Dept. of Vitreoretinal Surgery, University of Cologne, Germany and Massachusetts Eye and Ear Infirmary, Harvard Medical School; Boston MA, USA
The development of a rational therapy for diabetic retinopathy that targets
specific molecular pathways requires a detailed knowledge of the molecular
pathophysiology of the disease. This presentation reviews the cellular
aspects as well as the therapeutical consequences of early diabetic retinopathy.
Endothelial cell death is a hallmark of diabetic retinopathy. Its occurrence
is required for the formation of acellular (devitalized) capillaries,
lesions that produce irreversible retinal ischemia through their inability
to support blood flow. Adherent leukocytes are temporally and spatially
associated with retinal endothelial cell injury and death within one week
of streptozotocin-induced experimental diabetes in rats. The diabetic
leukostasis coincides with the development of blood-retinal barrier breakdown
and capillary non-perfusion. Intercellular adhesion molecule-1 (ICAM-1)
and CD18 are shown to be operative in these events. Neutrophils from diabetic,
but not from control rats induced endothelial cell apoptosis, which was
inhibited by specific reagents blocking Fas/FasL interaction. In vivo
inhibition of FasL resulted in a significant reduction of vascular leakage
and retinal vascular endothelial cell death. This indicates that neutrophils
from diabetic rats are capable of inducing Fas-mediated endothelial cell
death, resulting in capillary damage and obstruction. This strengthens
the possibility for a beneficial effect of anti-inflammatory drugs in
diabetic retinopathy. Aspirin as well as TNF-inhibitor Enbrel reduced
the expression of leukocytes surface integrins and potently suppressed
diabetic leukocyte adhesion in retinal vessels. High dose COX-2 inhibitors
led to similar effects. Furthermore these drugs were able to significantly
reduce diabetic vascular leakage. The expression of eNOS, a likely downstream
mediator of VEGF activity, was increased in diabetic retina, but was potently
suppressed with aspirin as well as with treatment with the TNFa inhibitor.

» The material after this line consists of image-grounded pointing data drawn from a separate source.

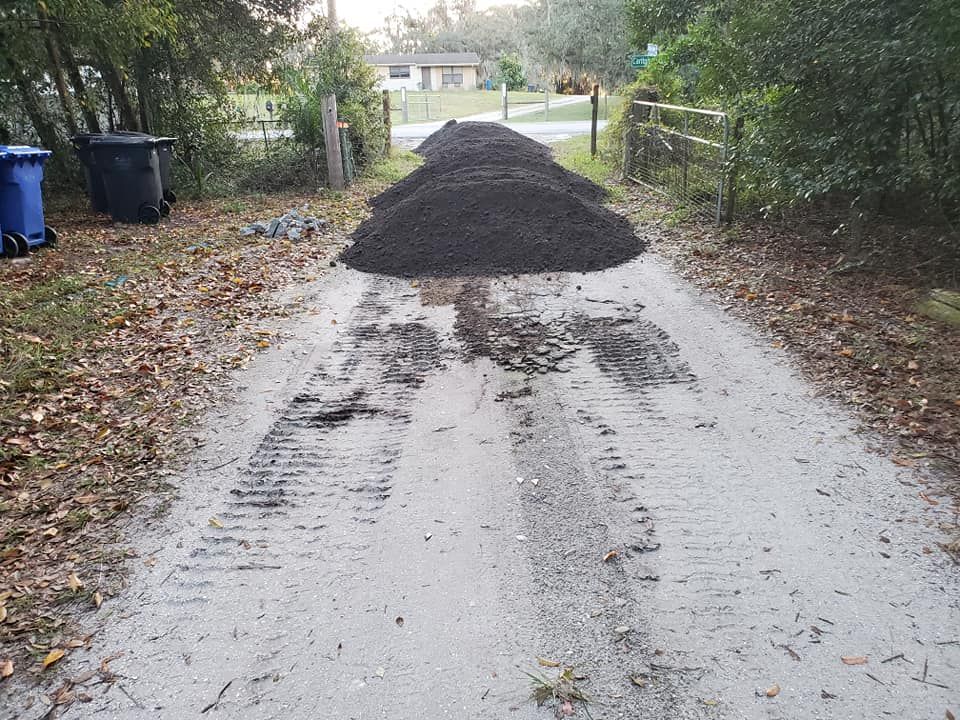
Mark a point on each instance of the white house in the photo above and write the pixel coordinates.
(427, 71)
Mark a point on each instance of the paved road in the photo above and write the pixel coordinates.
(542, 131)
(380, 556)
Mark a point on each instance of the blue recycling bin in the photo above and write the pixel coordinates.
(21, 200)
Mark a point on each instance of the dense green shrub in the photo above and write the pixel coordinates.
(841, 99)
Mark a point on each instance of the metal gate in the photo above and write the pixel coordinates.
(681, 152)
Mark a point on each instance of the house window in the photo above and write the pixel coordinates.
(452, 77)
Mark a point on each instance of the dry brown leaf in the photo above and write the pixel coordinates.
(854, 659)
(52, 657)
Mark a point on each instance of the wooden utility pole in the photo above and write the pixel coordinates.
(386, 117)
(332, 17)
(331, 142)
(595, 101)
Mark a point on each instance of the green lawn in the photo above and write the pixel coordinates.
(253, 106)
(448, 104)
(577, 111)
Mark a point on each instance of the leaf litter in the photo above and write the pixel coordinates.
(856, 335)
(109, 345)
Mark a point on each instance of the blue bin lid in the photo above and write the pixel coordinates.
(24, 152)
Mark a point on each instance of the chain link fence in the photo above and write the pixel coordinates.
(682, 153)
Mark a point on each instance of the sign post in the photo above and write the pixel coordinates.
(639, 62)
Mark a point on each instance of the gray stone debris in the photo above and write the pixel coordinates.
(291, 225)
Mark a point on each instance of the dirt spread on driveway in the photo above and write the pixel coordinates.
(489, 201)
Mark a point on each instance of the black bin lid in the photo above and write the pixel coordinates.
(125, 140)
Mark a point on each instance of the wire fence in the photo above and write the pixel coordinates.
(682, 153)
(258, 131)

Endogenous VEGF seems to be causal in initiating the altered leukocyte-endothelial
cell interactions in diabetes. Angiopoietin-1belongs to a newly described
growth factor family comprising ang-1, ist antagonist ang-2 and TIE-2
as their common receptor. Angiopoietin-1 promotes endothelial cell survival
in vitro without causing endothelial cell proliferation, blocks the leak-inducing
action of VEGF in vivo, and stabilizes endothelial interactions with surrounding
support cells. Angiopoietin-1 can prevent and reverse these early diabetic
retinal vascular changes. In conclusion, these data highlight the inflammatory
component of diabetic retinopathy, offering several new treatment possibilities.
Persuing the goal to prevent diabetic retinal vasuclar changes, further
studies need to adress possibilities of drug delivery.